Given the mounting evidence for the importance of central pain sensitivity in OA, how can this be addressed in routine clinical care? There is certainly a need to further educate clinicians (and particularly those in primary care, who typically provide first-line treatment for OA) about the important role of central pain adaptations, basic signs of central pain sensitivity, and the utility of current treatments to address this aspect of pain. Cognitive behavioral pain management interventions have shown efficacy for treating neuropathic pain, but these interventions are underutilized among patients with OA. Increased availability and use of these programs could be one practical step toward improving treatment of the central aspect of pain. Opioid analgesics act centrally and also have a role in OA treatment; despite their potential for adverse side effects, they may be an effective treatment for patients with a strong central contribution to the pain experience. There is also some evidence for use of duloxetine and other antidepressants in the treatment of OA-related pain, and these therapies may be most effective for patients with greater central contributions to pain. More data are needed, however, to determine the appropriateness and effectiveness of these medications in the treatment of OA, as well as guidelines for when and how they are best applied in this patient group.

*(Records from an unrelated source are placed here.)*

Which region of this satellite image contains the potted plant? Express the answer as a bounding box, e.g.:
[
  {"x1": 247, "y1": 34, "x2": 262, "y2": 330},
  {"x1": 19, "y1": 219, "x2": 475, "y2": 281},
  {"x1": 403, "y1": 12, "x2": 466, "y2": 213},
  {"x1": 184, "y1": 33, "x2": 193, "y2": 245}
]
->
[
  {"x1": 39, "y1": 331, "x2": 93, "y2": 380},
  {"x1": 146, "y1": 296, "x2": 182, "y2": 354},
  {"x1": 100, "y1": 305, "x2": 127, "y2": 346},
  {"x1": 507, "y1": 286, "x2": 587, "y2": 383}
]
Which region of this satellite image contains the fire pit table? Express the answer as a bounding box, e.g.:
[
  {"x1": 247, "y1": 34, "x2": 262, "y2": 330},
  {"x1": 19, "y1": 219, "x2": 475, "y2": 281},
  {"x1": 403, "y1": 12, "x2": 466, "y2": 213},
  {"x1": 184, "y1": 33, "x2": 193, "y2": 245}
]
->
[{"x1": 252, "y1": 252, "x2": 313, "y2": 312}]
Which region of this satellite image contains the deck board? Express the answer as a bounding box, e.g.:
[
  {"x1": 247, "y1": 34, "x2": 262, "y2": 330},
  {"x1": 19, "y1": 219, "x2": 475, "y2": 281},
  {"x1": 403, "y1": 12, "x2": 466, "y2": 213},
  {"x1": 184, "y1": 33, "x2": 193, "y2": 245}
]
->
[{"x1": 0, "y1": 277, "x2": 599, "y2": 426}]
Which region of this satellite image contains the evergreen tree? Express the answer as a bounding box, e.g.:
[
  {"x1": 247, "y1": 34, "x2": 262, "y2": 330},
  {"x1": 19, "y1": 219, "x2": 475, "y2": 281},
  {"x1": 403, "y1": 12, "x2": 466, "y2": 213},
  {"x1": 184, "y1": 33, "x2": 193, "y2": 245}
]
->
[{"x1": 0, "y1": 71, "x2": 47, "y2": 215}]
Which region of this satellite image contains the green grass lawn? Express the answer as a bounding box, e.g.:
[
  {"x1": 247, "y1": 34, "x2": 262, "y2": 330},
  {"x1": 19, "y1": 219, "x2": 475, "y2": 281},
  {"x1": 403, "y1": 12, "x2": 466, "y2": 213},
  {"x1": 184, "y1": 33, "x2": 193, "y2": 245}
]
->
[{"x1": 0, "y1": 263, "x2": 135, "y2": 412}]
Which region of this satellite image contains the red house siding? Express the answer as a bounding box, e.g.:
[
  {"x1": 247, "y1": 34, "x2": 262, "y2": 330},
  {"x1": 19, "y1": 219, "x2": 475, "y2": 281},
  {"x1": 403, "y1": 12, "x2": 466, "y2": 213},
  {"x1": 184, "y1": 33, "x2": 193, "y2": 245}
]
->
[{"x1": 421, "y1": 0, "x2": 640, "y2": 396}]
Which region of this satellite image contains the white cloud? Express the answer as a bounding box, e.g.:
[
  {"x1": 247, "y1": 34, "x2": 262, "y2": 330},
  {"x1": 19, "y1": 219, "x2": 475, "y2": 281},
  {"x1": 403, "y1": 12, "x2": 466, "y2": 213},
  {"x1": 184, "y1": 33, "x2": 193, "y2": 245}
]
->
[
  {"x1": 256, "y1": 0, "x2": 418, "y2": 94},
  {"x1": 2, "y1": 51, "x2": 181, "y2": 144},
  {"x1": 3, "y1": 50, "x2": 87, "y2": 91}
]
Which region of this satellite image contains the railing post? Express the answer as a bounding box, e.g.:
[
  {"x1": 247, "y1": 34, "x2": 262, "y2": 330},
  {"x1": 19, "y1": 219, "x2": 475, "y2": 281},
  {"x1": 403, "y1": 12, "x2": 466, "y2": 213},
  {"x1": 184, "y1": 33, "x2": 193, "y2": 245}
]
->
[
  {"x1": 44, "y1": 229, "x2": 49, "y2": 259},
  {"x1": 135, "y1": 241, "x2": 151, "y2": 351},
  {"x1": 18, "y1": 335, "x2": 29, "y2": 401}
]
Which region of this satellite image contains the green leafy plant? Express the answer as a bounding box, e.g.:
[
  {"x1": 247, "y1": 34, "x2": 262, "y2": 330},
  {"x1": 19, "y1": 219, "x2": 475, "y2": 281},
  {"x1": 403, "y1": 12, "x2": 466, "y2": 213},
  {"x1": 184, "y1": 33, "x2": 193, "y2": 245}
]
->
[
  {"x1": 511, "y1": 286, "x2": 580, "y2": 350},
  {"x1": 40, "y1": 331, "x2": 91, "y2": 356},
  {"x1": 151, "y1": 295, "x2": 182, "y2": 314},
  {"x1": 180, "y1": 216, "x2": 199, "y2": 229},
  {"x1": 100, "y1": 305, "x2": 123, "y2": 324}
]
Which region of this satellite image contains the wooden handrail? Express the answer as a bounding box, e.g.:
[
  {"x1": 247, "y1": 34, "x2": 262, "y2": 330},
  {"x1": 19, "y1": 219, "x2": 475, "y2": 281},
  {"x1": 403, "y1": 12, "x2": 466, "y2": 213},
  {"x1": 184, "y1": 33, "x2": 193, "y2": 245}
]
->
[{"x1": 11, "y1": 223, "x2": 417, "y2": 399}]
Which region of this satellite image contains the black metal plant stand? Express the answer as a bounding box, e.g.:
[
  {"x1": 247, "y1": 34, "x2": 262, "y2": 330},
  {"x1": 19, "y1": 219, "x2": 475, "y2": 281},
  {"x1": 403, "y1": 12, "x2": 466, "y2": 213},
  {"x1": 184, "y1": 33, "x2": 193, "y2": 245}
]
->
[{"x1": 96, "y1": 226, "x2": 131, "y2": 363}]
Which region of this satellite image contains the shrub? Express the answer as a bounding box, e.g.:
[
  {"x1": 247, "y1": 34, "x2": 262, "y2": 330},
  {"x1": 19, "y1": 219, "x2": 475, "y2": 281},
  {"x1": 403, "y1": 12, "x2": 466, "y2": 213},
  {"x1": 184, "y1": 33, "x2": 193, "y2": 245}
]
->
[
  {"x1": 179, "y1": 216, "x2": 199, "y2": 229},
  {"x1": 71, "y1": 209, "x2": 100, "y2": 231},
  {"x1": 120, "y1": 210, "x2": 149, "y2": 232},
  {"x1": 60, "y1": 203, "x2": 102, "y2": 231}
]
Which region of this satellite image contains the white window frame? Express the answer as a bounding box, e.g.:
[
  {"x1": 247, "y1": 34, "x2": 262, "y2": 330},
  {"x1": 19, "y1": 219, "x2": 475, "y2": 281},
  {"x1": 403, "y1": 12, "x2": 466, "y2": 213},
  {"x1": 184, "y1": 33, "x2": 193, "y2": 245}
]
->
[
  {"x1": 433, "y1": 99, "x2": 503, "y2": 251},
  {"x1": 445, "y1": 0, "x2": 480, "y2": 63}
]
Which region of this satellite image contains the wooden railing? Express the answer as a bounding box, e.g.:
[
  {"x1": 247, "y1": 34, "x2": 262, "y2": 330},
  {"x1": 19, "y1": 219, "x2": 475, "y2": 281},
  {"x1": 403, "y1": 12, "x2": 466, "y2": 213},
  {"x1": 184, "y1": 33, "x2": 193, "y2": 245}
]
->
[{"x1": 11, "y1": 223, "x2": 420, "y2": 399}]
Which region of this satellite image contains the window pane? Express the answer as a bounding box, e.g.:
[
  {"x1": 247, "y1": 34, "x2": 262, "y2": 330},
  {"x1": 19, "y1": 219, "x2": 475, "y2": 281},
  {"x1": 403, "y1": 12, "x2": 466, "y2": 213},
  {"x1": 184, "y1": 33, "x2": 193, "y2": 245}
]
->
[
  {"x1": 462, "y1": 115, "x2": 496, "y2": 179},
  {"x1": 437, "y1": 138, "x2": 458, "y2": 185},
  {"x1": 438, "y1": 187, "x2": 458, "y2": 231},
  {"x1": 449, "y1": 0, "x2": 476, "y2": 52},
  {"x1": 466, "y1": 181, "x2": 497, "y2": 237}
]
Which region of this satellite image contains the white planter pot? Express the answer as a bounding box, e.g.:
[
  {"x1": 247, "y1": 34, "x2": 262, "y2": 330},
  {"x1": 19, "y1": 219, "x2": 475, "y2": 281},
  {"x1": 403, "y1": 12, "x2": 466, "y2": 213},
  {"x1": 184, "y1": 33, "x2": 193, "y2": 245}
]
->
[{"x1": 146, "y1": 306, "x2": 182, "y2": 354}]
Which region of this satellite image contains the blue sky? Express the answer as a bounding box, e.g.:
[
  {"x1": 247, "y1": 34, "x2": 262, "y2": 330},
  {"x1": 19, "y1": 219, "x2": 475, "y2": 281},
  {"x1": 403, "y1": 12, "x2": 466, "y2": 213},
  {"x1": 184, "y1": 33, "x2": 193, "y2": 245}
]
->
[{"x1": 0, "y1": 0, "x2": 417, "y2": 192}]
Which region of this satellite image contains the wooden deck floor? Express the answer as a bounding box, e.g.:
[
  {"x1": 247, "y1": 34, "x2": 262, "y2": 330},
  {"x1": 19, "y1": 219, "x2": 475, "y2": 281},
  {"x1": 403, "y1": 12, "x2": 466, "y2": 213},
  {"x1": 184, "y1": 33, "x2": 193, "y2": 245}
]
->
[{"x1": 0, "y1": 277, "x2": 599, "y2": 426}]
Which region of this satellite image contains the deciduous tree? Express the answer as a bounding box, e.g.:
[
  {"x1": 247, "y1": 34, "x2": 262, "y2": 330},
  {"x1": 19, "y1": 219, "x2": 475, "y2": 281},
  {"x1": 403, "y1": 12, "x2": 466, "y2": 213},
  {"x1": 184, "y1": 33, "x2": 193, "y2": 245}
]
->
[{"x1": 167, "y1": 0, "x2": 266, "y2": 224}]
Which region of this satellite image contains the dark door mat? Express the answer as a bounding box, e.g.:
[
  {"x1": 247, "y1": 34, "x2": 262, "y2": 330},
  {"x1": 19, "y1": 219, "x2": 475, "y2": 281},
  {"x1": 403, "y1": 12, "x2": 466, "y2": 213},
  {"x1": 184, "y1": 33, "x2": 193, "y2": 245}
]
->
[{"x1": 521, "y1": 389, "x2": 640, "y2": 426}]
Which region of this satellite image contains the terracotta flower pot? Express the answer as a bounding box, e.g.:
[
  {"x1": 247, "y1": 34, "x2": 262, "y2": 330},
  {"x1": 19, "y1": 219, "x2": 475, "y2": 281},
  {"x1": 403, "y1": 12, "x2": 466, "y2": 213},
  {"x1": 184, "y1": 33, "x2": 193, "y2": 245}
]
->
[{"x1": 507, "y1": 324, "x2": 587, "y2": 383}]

Murphy and colleagues and other researchers have suggested that OA treatment regimens could be tailored according to patients' pain mechanisms (for example, relative contribution of peripheral vs. central contributions). This suggestion certainly seems appealing both in terms of clinical efficiency and likelihood of treatment response. However, there are at least two areas in which additional research is needed to support this tailored treatment becoming a clinical reality. First, additional research is needed to both identify new strategies and further evaluate existing therapies (including pharmacological and nonpharmacological) that target central aspects of OA-related pain. This area of treatment development has lagged considerably behind strategies to address peripheral aspects of pain. Second, brief and evidence-based strategies are needed to identify patients who have a stronger central component to OA-related pain. The study by Murphy and colleagues suggests this further research is possible, and other studies - for example, that by Gwilym and colleagues - have used surveys to identify patients with neuropathic pain symptoms. The existing screening tools are probably too cumbersome for busy care providers, however, and simpler methods are needed for clinicians to readily identify patients who may benefit more from treatments that target central pain mechanisms.
In summary, treatment of central pain sensitivity is an area with great promise for improving pain management in at least a subset of patients with OA; efforts are clearly needed to expand the evidence base for both identification and treatment of central pain contributions.